所以,美靜奈奈子輕聲開口,聲音陰柔,卻帶著刺骨的嘲諷道,“葉先生早就佈下天羅地網了,整棟泰龍集團,都在他的掌控之下。”
“你們等的人,不會來。並且,就算真的有人敢來,也隻是來送死。我不明白你們在堅持什麼,真是三條可憐的傻狗啊。”
“嗬嗬。
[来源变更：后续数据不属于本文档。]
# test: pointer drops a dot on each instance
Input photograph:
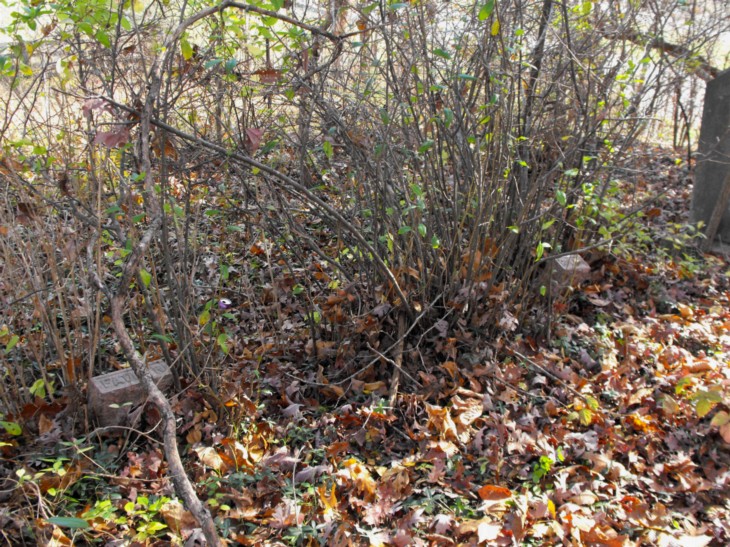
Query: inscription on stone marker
(113, 395)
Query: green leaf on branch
(146, 277)
(486, 10)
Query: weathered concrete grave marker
(713, 157)
(570, 270)
(122, 390)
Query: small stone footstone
(570, 270)
(114, 395)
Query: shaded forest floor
(613, 431)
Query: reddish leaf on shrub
(113, 139)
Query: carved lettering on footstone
(112, 396)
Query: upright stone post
(713, 156)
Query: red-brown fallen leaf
(489, 492)
(603, 538)
(685, 311)
(209, 456)
(113, 139)
(328, 500)
(667, 540)
(584, 498)
(360, 476)
(252, 139)
(440, 420)
(178, 519)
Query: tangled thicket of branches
(450, 149)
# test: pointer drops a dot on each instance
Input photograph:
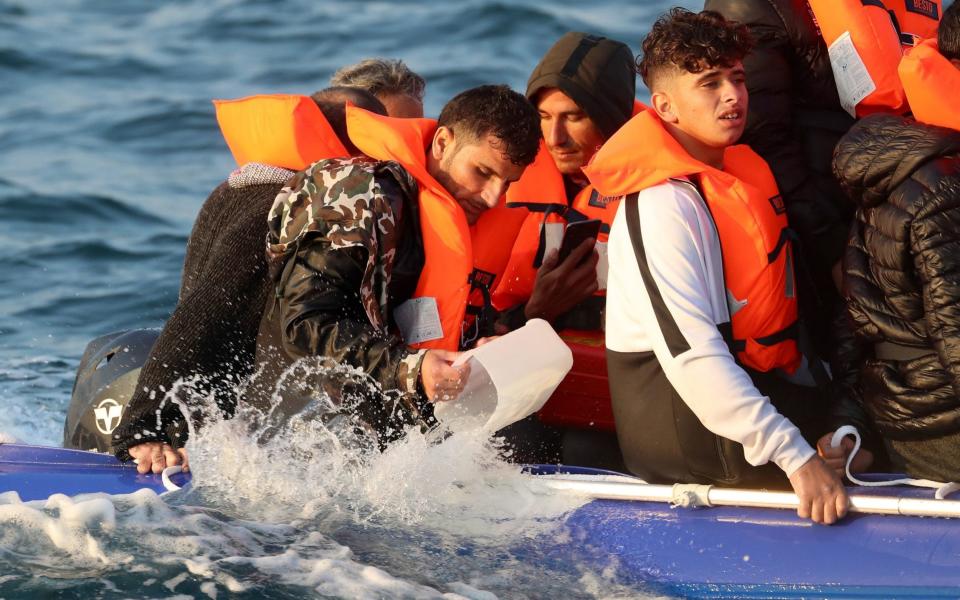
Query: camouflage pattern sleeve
(408, 371)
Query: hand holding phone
(574, 235)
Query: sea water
(108, 147)
(302, 506)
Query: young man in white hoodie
(701, 304)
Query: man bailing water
(383, 262)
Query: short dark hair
(333, 104)
(692, 42)
(948, 34)
(498, 111)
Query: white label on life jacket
(419, 320)
(553, 237)
(853, 79)
(603, 265)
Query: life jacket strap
(790, 332)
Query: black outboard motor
(105, 382)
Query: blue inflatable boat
(738, 547)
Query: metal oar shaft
(645, 492)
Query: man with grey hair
(390, 80)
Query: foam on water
(294, 501)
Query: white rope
(943, 489)
(690, 495)
(165, 477)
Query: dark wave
(71, 210)
(12, 59)
(172, 127)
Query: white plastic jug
(510, 378)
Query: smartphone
(575, 233)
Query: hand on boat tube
(560, 287)
(823, 498)
(836, 457)
(441, 380)
(157, 456)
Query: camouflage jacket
(343, 247)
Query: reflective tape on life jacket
(877, 43)
(916, 20)
(751, 223)
(932, 84)
(459, 259)
(281, 130)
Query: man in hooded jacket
(584, 89)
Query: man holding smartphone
(584, 90)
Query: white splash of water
(304, 500)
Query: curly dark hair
(692, 42)
(948, 34)
(498, 111)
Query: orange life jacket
(751, 223)
(281, 130)
(459, 259)
(875, 38)
(932, 84)
(917, 20)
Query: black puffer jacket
(795, 120)
(902, 270)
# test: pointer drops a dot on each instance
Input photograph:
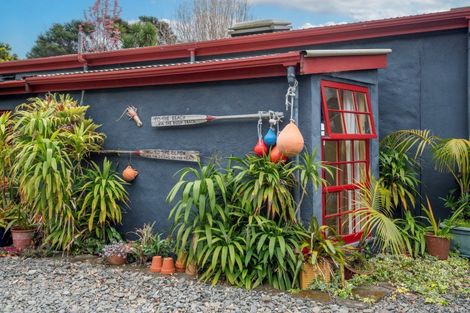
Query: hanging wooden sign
(186, 120)
(160, 154)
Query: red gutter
(231, 69)
(453, 19)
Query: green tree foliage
(60, 39)
(5, 53)
(140, 34)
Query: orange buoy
(290, 141)
(129, 174)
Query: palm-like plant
(398, 175)
(202, 201)
(376, 217)
(450, 155)
(101, 194)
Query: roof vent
(259, 27)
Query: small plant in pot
(322, 249)
(439, 234)
(116, 253)
(21, 222)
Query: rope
(260, 125)
(290, 99)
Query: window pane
(348, 104)
(361, 102)
(347, 224)
(331, 177)
(351, 123)
(345, 150)
(364, 123)
(336, 122)
(359, 173)
(329, 149)
(347, 201)
(359, 150)
(346, 174)
(331, 204)
(333, 223)
(331, 96)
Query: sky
(21, 21)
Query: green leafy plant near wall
(239, 223)
(71, 199)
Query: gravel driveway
(56, 285)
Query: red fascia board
(317, 65)
(232, 69)
(453, 19)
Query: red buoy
(276, 155)
(260, 149)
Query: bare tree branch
(199, 20)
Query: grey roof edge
(344, 52)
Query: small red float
(260, 149)
(276, 155)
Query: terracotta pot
(168, 266)
(311, 272)
(22, 238)
(290, 141)
(116, 260)
(191, 269)
(129, 174)
(156, 266)
(437, 246)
”
話音落下,墨星辰聞言,緩緩抬起眼簾,原本黯淡的眸子裡,掠過一絲極淡的冷光。
他沒有很多力氣開口,隻是用眼神,輕蔑地掃了美靜奈奈子一眼。
“你當然不懂,你們這群日本狗……乾儘了陰險齷齪的勾當,又怎麼會……理解什麼叫做希望。正如八十多年前的你們一樣,不也是不會相信我們能勝利嗎?所以,你們就是一群永遠隻會躲在暗處偷襲的懦夫!”
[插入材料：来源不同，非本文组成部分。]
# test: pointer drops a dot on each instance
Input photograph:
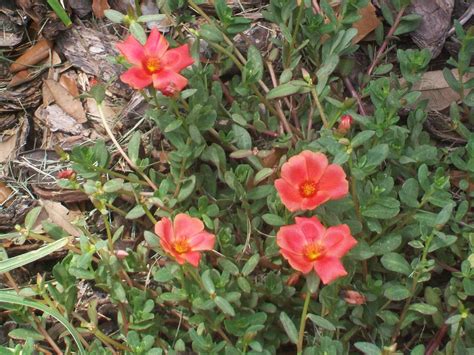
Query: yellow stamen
(181, 246)
(313, 251)
(152, 64)
(308, 189)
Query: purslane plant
(262, 176)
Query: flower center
(313, 251)
(308, 189)
(152, 64)
(181, 246)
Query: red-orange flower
(308, 245)
(154, 64)
(345, 124)
(307, 181)
(185, 238)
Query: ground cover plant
(299, 201)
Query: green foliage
(223, 143)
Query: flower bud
(345, 124)
(121, 254)
(66, 174)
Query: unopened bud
(345, 124)
(306, 76)
(66, 174)
(121, 254)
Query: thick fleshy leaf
(169, 81)
(193, 258)
(156, 44)
(294, 171)
(297, 262)
(186, 226)
(329, 269)
(334, 182)
(202, 241)
(288, 194)
(132, 50)
(137, 78)
(338, 241)
(311, 228)
(291, 238)
(316, 163)
(177, 59)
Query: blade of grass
(59, 10)
(21, 260)
(7, 297)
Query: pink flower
(185, 238)
(308, 245)
(307, 181)
(345, 124)
(154, 64)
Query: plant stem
(299, 346)
(416, 277)
(295, 32)
(320, 107)
(121, 151)
(384, 45)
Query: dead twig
(384, 45)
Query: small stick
(384, 45)
(355, 95)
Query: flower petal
(202, 241)
(297, 262)
(294, 171)
(334, 182)
(132, 50)
(311, 228)
(315, 201)
(288, 195)
(164, 229)
(167, 80)
(316, 164)
(291, 238)
(186, 226)
(338, 241)
(156, 44)
(137, 78)
(177, 59)
(329, 269)
(193, 258)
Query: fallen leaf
(7, 147)
(60, 215)
(66, 101)
(32, 56)
(56, 119)
(99, 6)
(436, 90)
(367, 23)
(68, 82)
(5, 192)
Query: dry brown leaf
(66, 101)
(5, 192)
(69, 83)
(60, 215)
(367, 23)
(7, 147)
(99, 6)
(436, 90)
(32, 56)
(56, 119)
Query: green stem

說完,墨星辰的聲音沙啞乾澀,如同破鑼摩擦,每一個字都耗費著他僅剩的力氣。
可話語裡的鋒芒與傲骨,卻半點不曾折損,反而帶著穿透歲月的沉重與不屑。
他堅信,一定會有人過來的,也堅信,他們一定能做到!
“八嘎———!”
於是,在聽到這話,美靜奈奈子的臉色瞬間陰鷙下來,嘴角的笑意徹底凝固。
“你們他媽找死。”
她見狀,抬手便要淩空一掌,狠狠轟向墨星辰的心口,欲要廢掉他最後一絲氣脈。
然,
可就在這一瞬——
嗡——
一道極致輕、極致淡、幾乎與黑暗融為一體的氣息,驟然從側麵陰影中綻放。
隨即下一秒,
“你試一下動他,我保證你的腦袋掉在地上。”
一道聲音驟然響起,不是殺氣,是死寂,是殺手獨有的、漠視生命的冰冷。
“誰?!出來!”
瞬間,美靜奈奈子瞳孔驟縮,猛地回身,毒手裡劍瞬間扣在指尖!
黑暗中,青影緩緩踏出。
隻見林清雪立在陰影與光亮的交界處,一身鋒芒。她沒有動,沒有釋放氣息,可僅僅站在那裡,就讓美靜奈奈子感受到了一股同等級彆的殺手威壓。
“小姐!”
這時,見是她,赤影立即蘇醒,眼含熱淚的望著林清雪。
“哈哈哈,沒想到你們還真來了。”
連墨星辰也不由得一愣神,然後得瑟起來道。
“你……怎麼可能!”
“居然是改良過的東瀛隱遁……”
奈奈子見狀,眼神凝重,一字一頓道,“你也是殺手?這麼年輕!?”
“不錯。”
林清雪輕笑一聲抬眸,眸色平靜無波道:“能使用這一招的,可不止你們這一群東瀛狗,我比你更強。”